Puasa Ramadhan dan Kematangan Jiwa (2-Habis)

Red: Hasanul Rizqa

Kamis 16 May 2019 09:38 WIB

Puasa Ramadhan (ilustrasi) Puasa Ramadhan (ilustrasi)

REPUBLIKA.CO.ID, Oleh: Prof H.M. Hembing Wijayakusuma (1940-2011)

Orang yang benar-benar menjalankan ibadah puasa akan merasa ada yang membekas dalam dirinya setelah bulan Ramadhan berlalu. Selain itu, selepas puasa seharusnya setiap orang tetap mengamalkan dan meningkatkan intisari berpuasa, bukan kembali seperti sebelum puasa.

Baca Juga

Menurut ahli fikih dan ahli tafsir Wahbah az-Zuhaili dan Muhammad Ali as-Sabuni, salah satu hikmah puasa adalah pendidikan bagi jiwa dan membiasakan diri untuk sabar terhadap segala penderitaan dalam melaksanakan perintah Allah SWT.

Puasa mengajarkan kejujuran, kesabaran dan kedisiplinan, serta membantu menjernihkan pikiran.
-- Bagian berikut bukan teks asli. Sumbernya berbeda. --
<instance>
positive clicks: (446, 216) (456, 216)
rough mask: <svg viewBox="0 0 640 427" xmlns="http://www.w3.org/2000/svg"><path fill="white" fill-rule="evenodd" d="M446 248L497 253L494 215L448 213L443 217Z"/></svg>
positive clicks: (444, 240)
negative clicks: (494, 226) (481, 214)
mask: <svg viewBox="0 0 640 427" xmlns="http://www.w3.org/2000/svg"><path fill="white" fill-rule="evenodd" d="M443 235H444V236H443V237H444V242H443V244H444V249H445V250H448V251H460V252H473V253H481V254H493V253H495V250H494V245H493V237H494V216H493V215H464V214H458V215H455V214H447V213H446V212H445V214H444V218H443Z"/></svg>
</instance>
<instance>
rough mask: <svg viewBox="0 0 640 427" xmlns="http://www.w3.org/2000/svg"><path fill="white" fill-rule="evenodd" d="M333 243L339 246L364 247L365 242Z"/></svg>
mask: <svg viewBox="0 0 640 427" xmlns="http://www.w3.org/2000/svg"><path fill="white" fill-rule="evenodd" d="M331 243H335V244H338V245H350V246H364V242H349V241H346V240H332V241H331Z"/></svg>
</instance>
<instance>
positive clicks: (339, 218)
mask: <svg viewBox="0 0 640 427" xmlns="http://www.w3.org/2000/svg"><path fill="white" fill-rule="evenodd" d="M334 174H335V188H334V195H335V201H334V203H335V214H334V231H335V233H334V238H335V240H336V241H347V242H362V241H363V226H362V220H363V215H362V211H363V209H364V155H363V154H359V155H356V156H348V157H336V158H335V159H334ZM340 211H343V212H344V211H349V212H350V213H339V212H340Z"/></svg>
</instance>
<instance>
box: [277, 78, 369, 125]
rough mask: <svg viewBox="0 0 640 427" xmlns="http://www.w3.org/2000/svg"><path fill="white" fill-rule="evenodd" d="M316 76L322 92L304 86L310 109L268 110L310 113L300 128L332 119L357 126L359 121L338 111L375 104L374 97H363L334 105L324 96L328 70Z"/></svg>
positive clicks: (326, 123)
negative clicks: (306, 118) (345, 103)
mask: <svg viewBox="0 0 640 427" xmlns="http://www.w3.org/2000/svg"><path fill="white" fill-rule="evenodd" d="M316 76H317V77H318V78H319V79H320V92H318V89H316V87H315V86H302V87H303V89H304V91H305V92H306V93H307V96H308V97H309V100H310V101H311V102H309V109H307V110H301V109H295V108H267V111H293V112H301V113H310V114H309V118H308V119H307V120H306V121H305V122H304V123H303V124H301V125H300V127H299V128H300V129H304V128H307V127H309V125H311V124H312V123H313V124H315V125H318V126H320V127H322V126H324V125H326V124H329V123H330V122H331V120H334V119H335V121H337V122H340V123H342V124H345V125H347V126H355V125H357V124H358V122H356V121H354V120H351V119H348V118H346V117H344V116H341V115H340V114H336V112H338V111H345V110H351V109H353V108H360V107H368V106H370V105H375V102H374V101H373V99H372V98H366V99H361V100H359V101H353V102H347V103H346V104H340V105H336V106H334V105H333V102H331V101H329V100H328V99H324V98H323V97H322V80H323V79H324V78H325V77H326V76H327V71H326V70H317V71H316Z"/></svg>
Puasa menjadi sarana pendidikan moral yang tinggi, dapat menimbulkan perangai yang luhur.

Puasa yang hanya menahan lapar, haus, dan keinginan syahwat tidak otomatis menjadikan manusia memiliki kesabaran, ketakwaan, dan kematangan jiwa. Puasa harus dipahami sebagai terapi psikologis.

Yang paling nyata dari terapi itu adalah pemahaman pada arti kesabaran.

Terpenting dalam berpuasa adalah niat ikhlas. Niat ini memiliki makna luas bagi orang yang menjalankannya. Dengan niat ikhlas, rohani manusia berserah diri akan apa yang terjadi selama dia berpuasa.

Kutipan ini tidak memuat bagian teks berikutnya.